16 April 2017

Machinery

On a day purportedly devoted in this allegedly "christian nation" to celebrating redemption — although if two days prior, on which the murder of a reputed semideity incited by mob action on grounds of religious convenience and not criminal activity is designated "Good Friday," one must wonder what "Mediocre Friday" or "Bad Friday" would look like, and whether it has anything to do with whether the wine being served is kashrut — I offer the following quotation, particularly but not only to the executive branch of the Arkansas government.

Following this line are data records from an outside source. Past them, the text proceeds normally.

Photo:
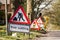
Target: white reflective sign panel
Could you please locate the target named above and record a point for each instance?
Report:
(19, 28)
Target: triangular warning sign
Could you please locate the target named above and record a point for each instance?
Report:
(34, 25)
(19, 17)
(40, 20)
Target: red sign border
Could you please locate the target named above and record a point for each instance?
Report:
(28, 21)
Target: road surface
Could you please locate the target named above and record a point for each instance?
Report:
(51, 35)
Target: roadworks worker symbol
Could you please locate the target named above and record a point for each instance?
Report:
(34, 25)
(19, 17)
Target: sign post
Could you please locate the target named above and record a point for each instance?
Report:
(19, 22)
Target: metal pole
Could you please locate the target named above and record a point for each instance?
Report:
(6, 16)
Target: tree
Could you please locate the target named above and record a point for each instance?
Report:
(55, 13)
(17, 3)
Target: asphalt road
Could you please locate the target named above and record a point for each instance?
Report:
(51, 35)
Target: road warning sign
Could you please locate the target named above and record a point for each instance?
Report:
(37, 24)
(19, 17)
(34, 25)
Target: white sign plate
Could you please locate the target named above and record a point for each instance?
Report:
(19, 28)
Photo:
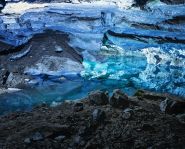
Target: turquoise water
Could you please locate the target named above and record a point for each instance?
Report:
(128, 73)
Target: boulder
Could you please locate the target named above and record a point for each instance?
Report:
(2, 4)
(78, 107)
(181, 118)
(3, 76)
(119, 99)
(37, 136)
(173, 2)
(98, 116)
(98, 98)
(172, 106)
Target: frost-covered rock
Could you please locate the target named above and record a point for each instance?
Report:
(54, 66)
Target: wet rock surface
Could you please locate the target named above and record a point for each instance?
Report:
(138, 126)
(95, 33)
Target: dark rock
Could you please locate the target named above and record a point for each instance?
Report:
(78, 107)
(119, 99)
(172, 106)
(37, 136)
(181, 118)
(60, 138)
(2, 4)
(27, 141)
(141, 94)
(147, 127)
(98, 116)
(15, 80)
(98, 98)
(3, 76)
(127, 113)
(173, 2)
(140, 3)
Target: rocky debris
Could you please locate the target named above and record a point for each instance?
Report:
(20, 55)
(78, 107)
(127, 113)
(181, 118)
(38, 57)
(37, 136)
(2, 4)
(60, 138)
(172, 106)
(98, 116)
(142, 94)
(96, 126)
(173, 2)
(16, 80)
(119, 99)
(3, 76)
(98, 98)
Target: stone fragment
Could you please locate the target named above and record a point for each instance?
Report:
(37, 136)
(98, 116)
(78, 107)
(172, 106)
(98, 98)
(119, 99)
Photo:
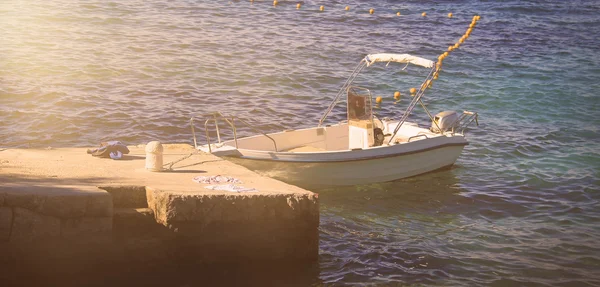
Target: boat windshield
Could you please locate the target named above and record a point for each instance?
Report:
(359, 104)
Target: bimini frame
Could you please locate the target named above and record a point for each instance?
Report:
(384, 57)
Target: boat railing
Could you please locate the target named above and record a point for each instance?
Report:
(230, 120)
(417, 136)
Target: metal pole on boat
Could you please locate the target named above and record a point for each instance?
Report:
(217, 128)
(193, 132)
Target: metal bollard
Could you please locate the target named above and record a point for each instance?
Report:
(154, 152)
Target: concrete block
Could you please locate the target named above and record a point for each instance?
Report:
(64, 205)
(88, 229)
(127, 196)
(32, 226)
(5, 223)
(99, 204)
(25, 199)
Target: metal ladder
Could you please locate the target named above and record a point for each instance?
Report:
(214, 117)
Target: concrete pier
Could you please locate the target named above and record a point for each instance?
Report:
(64, 203)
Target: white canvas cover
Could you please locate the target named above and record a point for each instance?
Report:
(399, 58)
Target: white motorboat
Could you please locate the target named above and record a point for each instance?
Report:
(363, 149)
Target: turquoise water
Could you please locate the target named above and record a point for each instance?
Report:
(520, 207)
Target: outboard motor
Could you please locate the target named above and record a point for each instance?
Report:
(446, 120)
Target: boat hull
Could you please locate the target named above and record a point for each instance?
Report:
(357, 171)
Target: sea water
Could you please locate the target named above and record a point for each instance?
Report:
(520, 206)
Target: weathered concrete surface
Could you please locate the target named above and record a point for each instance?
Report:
(53, 194)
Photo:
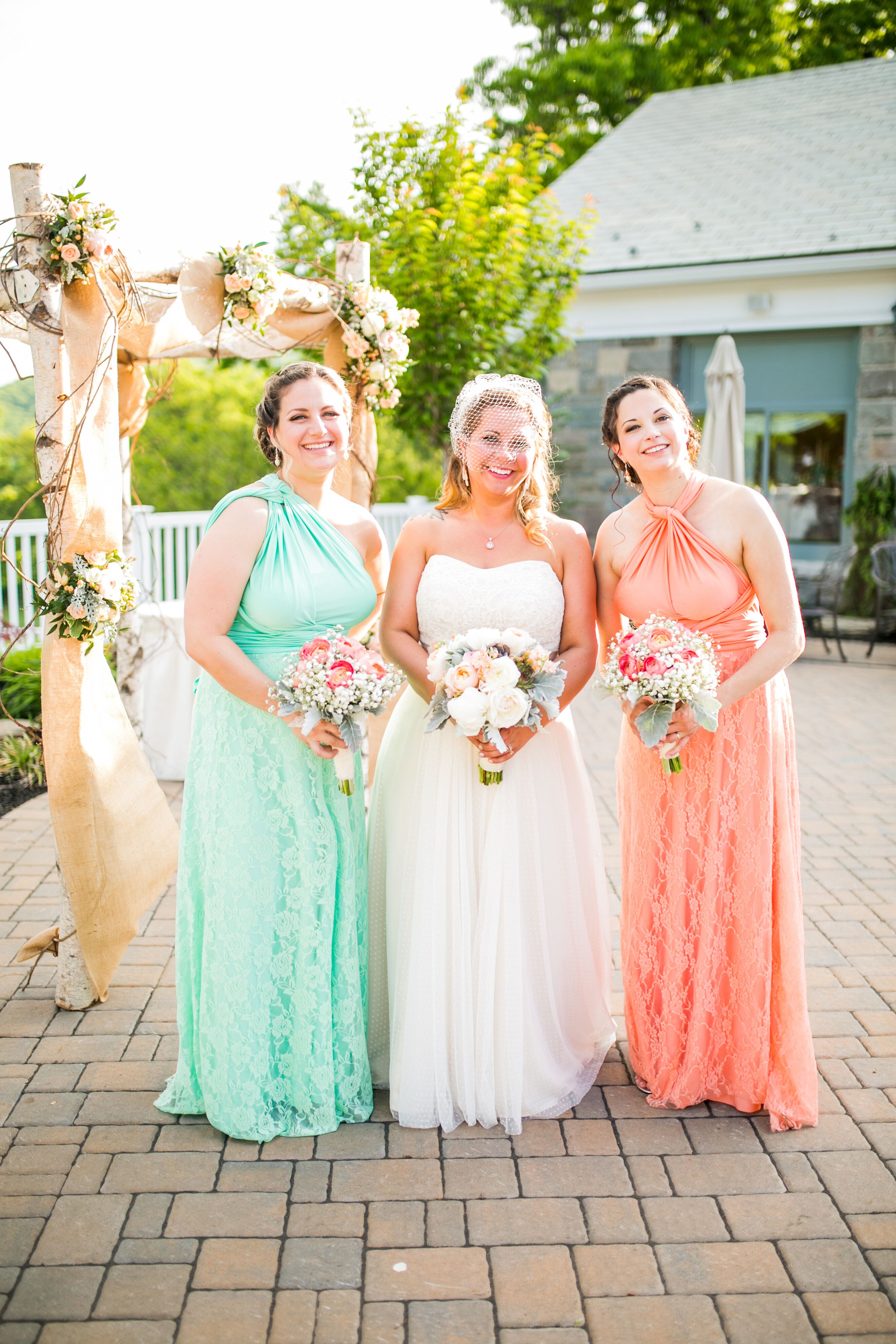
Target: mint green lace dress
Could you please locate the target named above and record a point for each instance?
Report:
(272, 889)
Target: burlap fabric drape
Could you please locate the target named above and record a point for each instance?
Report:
(116, 838)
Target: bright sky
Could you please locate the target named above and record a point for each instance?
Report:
(189, 116)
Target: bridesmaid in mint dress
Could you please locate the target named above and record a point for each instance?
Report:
(272, 893)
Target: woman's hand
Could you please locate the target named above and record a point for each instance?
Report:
(515, 739)
(682, 729)
(324, 740)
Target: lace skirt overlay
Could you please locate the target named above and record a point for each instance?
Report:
(272, 929)
(712, 939)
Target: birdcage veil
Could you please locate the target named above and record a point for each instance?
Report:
(487, 394)
(496, 392)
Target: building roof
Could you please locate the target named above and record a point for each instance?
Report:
(796, 165)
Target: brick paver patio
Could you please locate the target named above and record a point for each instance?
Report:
(616, 1225)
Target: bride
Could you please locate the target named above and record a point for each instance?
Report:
(489, 927)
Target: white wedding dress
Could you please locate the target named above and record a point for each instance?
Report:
(489, 940)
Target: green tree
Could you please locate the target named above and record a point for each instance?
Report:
(198, 444)
(460, 229)
(593, 62)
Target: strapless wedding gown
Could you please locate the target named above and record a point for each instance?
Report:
(489, 931)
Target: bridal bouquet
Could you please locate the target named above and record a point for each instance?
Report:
(335, 678)
(668, 665)
(487, 680)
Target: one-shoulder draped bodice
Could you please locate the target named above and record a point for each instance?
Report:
(454, 597)
(675, 571)
(307, 576)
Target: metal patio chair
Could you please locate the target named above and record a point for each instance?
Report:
(883, 571)
(820, 597)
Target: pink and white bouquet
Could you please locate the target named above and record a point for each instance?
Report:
(338, 679)
(663, 662)
(487, 680)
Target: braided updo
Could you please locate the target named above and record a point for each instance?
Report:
(610, 427)
(268, 410)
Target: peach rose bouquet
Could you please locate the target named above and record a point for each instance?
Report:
(338, 679)
(87, 597)
(668, 665)
(487, 680)
(252, 287)
(76, 236)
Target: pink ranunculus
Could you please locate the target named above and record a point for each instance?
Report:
(316, 650)
(340, 674)
(659, 640)
(98, 244)
(374, 663)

On their face, these goals of individual fairness, reasonable consistency, and absence of error appear to be attainable: Courts are in the very business of erecting procedural devices from which fair, equitable, and reliable outcomes are presumed to flow. Yet, in the death penalty area, this Court, in my view, has engaged in a futile effort to balance these constitutional demands, and now is retreating not only from the Furman promise of consistency and rationality, but from the requirement of individualized sentencing as well. Having virtually conceded that both fairness and rationality cannot be achieved in the administration of the death penalty, the Court has chosen to deregulate the entire enterprise, replacing, it would seem, substantive constitutional requirements with mere aesthetics, and abdicating its statutorily and constitutionally imposed duty to provide meaningful judicial oversight to the administration of death by the States.

From this day forward, I no longer shall tinker with the machinery of death. For more than 20 years I have endeavored — indeed, I have struggled — along with a majority of this Court, to develop procedural and substantive rules that would lend more than the mere appearance of fairness to the death penalty endeavor. Rather than continue to coddle the Court's delusion that the desired level of fairness has been achieved and the need for regulation eviscerated, I feel morally and intellectually obligated simply to concede that the death penalty experiment has failed. It is virtually self evident to me now that no combination of procedural rules or substantive regulations ever can save the death penalty from its inherent constitutional deficiencies. The basic question — does the system accurately and consistently determine which defendants "deserve" to die? — cannot be answered in the affirmative. It is not simply that this Court has allowed vague aggravating circumstances to be employed, relevant mitigating evidence to be disregarded, and vital judicial review to be blocked. The problem is that the inevitability of factual, legal, and moral error gives us a system that we know must wrongly kill some defendants, a system that fails to deliver the fair, consistent, and reliable sentences of death required by the Constitution.

Callins v. Collins, 510 U.S. 1141, 1144–46 (1994) (Blackmun, J., dissenting) (citations and footnote omitted).

Yes, there are some bad dudes out there. How certain can we be that we have singled out not just only bad dudes, but all of the bad dudes, so that we are imposing "fair, consistent, and reliable sentences of death"? And what, pray tell, is the basis for that certitude… given that Justice Blackmun was a helluva lot smarter than the subject-to-partisan-and-popular-pressure elected officials in the actual discretionary roles (executive, prosecutorial, and — too often and to my mind unconstitutionally per se — judicial)? I would never shy from jury duty; however, despite having been a line commissioned officer, I am not death-penalty qualified… precisely because I know what that machinery looks like, how it is designed, and — more to the point — how much chewing gum, baling wire, and duct tape is holding it together. And if I cannot trust myself with this Rube Goldbergian device, I sure as hell cannot trust bloody politicians motivated inconsistently by willful ignorance, earthly vengeance, residual bigotry, and the next election.

None of this is to say that the State can never use lethal force. It is to say that those doing so must take personal responsibility for doing so, and pay the appropriate price — not hide behind machinery.